This guide explains aACE functionality used to maintain security and manage privileges. It is intended for system administrators.
aACE uses a security model where users are assigned to groups with varying privileges. The primary function of the user group is to define what the interface will allow (e.g. menu options, allowed activities, etc) for the team members in that group.
System administrators can manage user groups: Main Menu > System Admin > User Groups. After you update settings for a user group, changes will take effect the next time those team members login. When you update the user group you belong to, aACE displays a prompt asking whether you want to implement the changes immediately or the next time you login.
Sections of the User Groups Module
Read below for information on each numbered section of the User Groups module:
1. General Info
You are able to edit the type of group your user group is as well as the login module:
- Data Group — Specifies the general data access for a group
- Login Module — Specifies the module that aACE will display when members of this group log in
2. Settings
You can customize various settings for your particular user group:
- Group Bias — Controls which columns display on various layouts.
You can specify whether these team members will initially see the Operations View, Management View, or Sales View. Each view highlights details most important to that focus. Team members can change the view using the dropdown list in the center of the Orders header. - Order Rec Type — Sets the default record type used when this group creates an order.
This group-specific setting takes precedence over the system-wide default located in Internal > Management Preferences > Order Entry. (Note: Even if you specify an order record type here, the Management Preference to allow multiple order record types will still allow users to select the type of order they create.) - Order Type — Notes the purpose of the order.
You can create custom options by clicking "Edit..." in the dropdown menu (e.g. inventory replenishment). - Sales Layout — Sets the layout for sales orders.
Each layout displays slightly different fields to assist with a different focus. - Production Layout — Sets the layout for production orders.
3. Menu Option Access
You can specify how the aACE menu will appear for this user group. Scroll down the list and mark or clear flags as needed.
This panel combines with Access Privileges (see below) for full functionality. If users have a certain menu option visible, but no privileges set for that module, the system will return an error message when they click the menu option.
4. Team Members
Specifies which existing team members will be included in the group. Each team member can be in only one user group at a time. If you add team members to a new group, aACE automatically removes them from their previous group.

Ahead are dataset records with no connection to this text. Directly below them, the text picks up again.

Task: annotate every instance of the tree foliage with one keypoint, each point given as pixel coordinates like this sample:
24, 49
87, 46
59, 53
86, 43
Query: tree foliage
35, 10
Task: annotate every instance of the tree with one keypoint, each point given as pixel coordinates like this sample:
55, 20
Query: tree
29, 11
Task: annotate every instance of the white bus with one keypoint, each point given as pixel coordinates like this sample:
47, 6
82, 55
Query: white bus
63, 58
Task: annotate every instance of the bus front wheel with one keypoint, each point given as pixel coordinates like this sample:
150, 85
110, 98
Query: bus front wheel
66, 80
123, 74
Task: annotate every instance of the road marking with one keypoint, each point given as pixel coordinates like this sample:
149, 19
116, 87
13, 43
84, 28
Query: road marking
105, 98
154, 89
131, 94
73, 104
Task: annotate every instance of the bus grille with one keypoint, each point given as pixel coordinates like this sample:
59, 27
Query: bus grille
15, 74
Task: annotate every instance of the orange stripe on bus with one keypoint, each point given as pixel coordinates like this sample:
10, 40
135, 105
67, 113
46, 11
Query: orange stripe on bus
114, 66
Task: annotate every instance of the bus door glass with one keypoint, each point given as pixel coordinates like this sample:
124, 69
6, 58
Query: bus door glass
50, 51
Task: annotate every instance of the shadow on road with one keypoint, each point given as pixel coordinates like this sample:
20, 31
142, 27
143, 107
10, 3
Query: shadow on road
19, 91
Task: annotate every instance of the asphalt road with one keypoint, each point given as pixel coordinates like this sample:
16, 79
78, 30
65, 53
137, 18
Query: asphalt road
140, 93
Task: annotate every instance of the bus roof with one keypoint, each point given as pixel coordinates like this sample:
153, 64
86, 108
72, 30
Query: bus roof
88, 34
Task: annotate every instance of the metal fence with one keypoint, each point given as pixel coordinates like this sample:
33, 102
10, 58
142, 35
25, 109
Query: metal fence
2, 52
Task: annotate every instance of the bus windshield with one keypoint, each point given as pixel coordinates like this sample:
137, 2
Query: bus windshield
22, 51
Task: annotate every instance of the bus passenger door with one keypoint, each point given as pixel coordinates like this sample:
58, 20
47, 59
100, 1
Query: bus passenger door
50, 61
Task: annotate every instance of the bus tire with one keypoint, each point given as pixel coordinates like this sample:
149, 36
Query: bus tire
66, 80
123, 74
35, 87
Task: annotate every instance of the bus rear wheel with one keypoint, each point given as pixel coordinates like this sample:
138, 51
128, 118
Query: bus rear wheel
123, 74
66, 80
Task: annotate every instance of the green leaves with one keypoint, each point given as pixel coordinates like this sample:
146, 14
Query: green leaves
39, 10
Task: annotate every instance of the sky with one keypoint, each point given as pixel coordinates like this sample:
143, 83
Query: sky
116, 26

Note: You can quickly identify team members not included in a user group by using the Team Member module, sorted by user group.
User Flag
This flag distinguishes between team members that can directly access your system. Clearing this flag prevents access to your aACE system. Even if the person still has an active team member record, they are unable to log in.
This feature can be helpful for production personnel. These team members can be scheduled and assigned to work on tasks tracked in aACE, but they might not need to log in and use aACE. Often, they work with one of the aACE mobile apps (e.g. the Pick app).
Line-level Actions
Clicking the line-level Actions icon () for a team member displays several options. You can click Reset Password to revert that team member's account back to the default password you have set. You can also view logs of past changes related to the team member. If needed, you can remove them from the current user group.
5. Access Privileges
Specifies what the members of this user group can do with the records in each module. Click the Search icon () to add / remove modules in this list, then mark or clear the flags for the appropriate privileges.
This panel combines with Menu Option Access (see above) and individual team member privileges for full functionality. Users must have menu options to access modules and their own records. Some users may need to access additional records from other offices and departments.
Note: You can further refine access privileges by navigating to an individual team member record. Options there allow you to control whether the team member can edit logs, view or switch to other offices, and view departments outside their assignment.
Best Practices for Creating User Groups
When aACE is implemented, only the Programmer and System Admin groups are created. The system administrator creates the other user groups as needed. These two groups are the closest aACE has to pre-defined user group templates. They can serve as a starting point for creating the other groups.
To create a new group, we recommend duplicating an existing group with more privileges, then removing the privileges that are not needed by the new group. Often this can start with the System Admin group, which has full system access. Then you can duplicate these 'second-generation' user groups to create other groups with access to even fewer areas of the software. This approach reduces the effort needed to create a group, but helps ensure that the system administrator understands which areas of system access they are granting.
When creating new user groups, we also highly recommend creating a test user and adding them to that group. Log in as that user to confirm that access is enabled and restricted as you intended. When you create additional groups, you can move the test user into each one to verify access.